We often wonder when a member of the mafia or gang member is on trial, whether fear of retribution could influence a juror’s fitness to serve by introducing potential considerations of the consequences of a conviction. Conversely, defense lawyers and their clients in similar cases could also worry that a juror would have a difficult time in their respective community if they handed down an acquittal and “freed” a violent defendant. The names of jurors are often kept anonymous in such cases. In the Alex Murdaugh trial, with a county of just south of 40,000 and the city consisting of barely 5,000 people, these jurors are well known in the communities they live in and their jury service is hardly a secret.  

Will any of the jurors be guided by thinking that a conviction could spark a vengeance-based backlash by some of the powerful defendant’s allies? On the other hand, are any jurors disproportionally concerned about telling their neighbors that they stood in the way of putting Mr. Murdaugh away for the rest of his life? The made-for-TV (or Twitter) answers would be yes, but in all likelihood the answer is no. 

The government prosecutors and witnesses consist of eminent citizens of the State of South Carolina. With each passing day during the State’s case, jurors saw local members of the Palmetto state establishment indicating that Alex Murdaugh is a killer. And scores of law enforcement officials are on team prosecution. As the prosecution laid out its narrative, it offered evidence that they hoped would empower jurors to accept it is not only okay to convict Mr. Murdaugh but it is necessary. Similarly, the defense is doing its best to make jurors feel psychologically comfortable rendering a not-guilty verdict. The world will go on with an acquittal, and letting Mr. Murdaugh walk is a potential result that the defense is giving legitimacy to.

Jurors strive to get the right decision, and are able to compartmentalize “extra-legal” factors.
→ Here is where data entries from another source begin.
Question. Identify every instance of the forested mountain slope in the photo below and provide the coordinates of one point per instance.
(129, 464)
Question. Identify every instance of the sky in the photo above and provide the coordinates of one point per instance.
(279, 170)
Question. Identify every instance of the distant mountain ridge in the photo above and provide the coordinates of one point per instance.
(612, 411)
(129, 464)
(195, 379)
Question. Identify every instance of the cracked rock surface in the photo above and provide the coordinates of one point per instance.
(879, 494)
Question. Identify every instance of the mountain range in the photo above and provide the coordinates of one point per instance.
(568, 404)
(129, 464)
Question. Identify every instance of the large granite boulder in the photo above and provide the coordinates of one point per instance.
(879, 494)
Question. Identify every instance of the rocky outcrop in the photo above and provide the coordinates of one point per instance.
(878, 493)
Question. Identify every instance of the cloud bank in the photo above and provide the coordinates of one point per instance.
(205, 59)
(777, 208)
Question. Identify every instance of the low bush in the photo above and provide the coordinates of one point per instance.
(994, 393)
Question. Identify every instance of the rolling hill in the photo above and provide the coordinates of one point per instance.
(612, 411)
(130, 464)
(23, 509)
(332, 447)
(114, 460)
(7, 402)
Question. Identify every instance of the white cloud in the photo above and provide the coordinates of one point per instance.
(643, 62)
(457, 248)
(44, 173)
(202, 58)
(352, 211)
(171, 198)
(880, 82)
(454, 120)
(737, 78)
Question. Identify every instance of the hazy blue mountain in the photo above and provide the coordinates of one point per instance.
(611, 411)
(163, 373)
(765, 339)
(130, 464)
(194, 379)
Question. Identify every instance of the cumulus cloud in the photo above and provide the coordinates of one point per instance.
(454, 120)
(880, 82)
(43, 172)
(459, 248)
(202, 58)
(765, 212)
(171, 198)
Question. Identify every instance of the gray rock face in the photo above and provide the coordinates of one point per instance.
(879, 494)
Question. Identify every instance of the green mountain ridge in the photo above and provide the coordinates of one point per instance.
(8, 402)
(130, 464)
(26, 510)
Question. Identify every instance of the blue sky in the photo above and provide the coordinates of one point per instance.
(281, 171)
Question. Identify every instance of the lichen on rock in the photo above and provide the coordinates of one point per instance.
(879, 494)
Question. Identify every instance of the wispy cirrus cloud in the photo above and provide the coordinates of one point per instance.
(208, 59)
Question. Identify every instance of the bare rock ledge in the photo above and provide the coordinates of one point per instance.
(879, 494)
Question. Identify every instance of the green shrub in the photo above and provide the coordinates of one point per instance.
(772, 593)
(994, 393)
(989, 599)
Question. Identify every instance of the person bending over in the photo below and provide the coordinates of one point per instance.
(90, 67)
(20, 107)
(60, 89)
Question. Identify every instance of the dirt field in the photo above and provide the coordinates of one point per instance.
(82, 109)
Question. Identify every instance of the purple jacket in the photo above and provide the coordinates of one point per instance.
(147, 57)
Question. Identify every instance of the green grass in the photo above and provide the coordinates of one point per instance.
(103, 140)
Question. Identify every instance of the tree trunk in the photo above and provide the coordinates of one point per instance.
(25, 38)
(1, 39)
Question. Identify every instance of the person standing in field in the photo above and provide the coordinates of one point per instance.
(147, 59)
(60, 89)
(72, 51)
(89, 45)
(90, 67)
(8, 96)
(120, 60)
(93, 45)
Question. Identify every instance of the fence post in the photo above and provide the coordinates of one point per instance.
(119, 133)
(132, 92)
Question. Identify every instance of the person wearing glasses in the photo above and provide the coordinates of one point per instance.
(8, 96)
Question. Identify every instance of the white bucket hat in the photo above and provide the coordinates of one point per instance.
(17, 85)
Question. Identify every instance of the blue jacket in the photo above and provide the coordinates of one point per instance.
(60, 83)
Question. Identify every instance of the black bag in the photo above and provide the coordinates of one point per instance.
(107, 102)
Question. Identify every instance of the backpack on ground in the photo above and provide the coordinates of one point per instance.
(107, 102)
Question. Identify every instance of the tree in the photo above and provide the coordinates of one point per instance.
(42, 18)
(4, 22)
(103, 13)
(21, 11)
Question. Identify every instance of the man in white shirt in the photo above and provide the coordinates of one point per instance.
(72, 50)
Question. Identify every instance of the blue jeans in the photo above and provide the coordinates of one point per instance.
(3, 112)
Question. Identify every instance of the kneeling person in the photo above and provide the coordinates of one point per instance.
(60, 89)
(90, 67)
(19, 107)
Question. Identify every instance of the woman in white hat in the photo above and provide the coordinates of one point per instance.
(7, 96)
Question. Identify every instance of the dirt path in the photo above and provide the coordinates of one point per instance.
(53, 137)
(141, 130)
Each result, guilty or not guilty, has become more and more normalized with each passing day in court. Jurors are not concerned about how their verdict will play in the tiny town of Walterboro, or whether their verdict will either help tarnish or glorify the Murdaugh family name. When deliberations commence, they will be focused on the law, and whether the State proved beyond a reasonable doubt that Mr. Murdaugh violated it.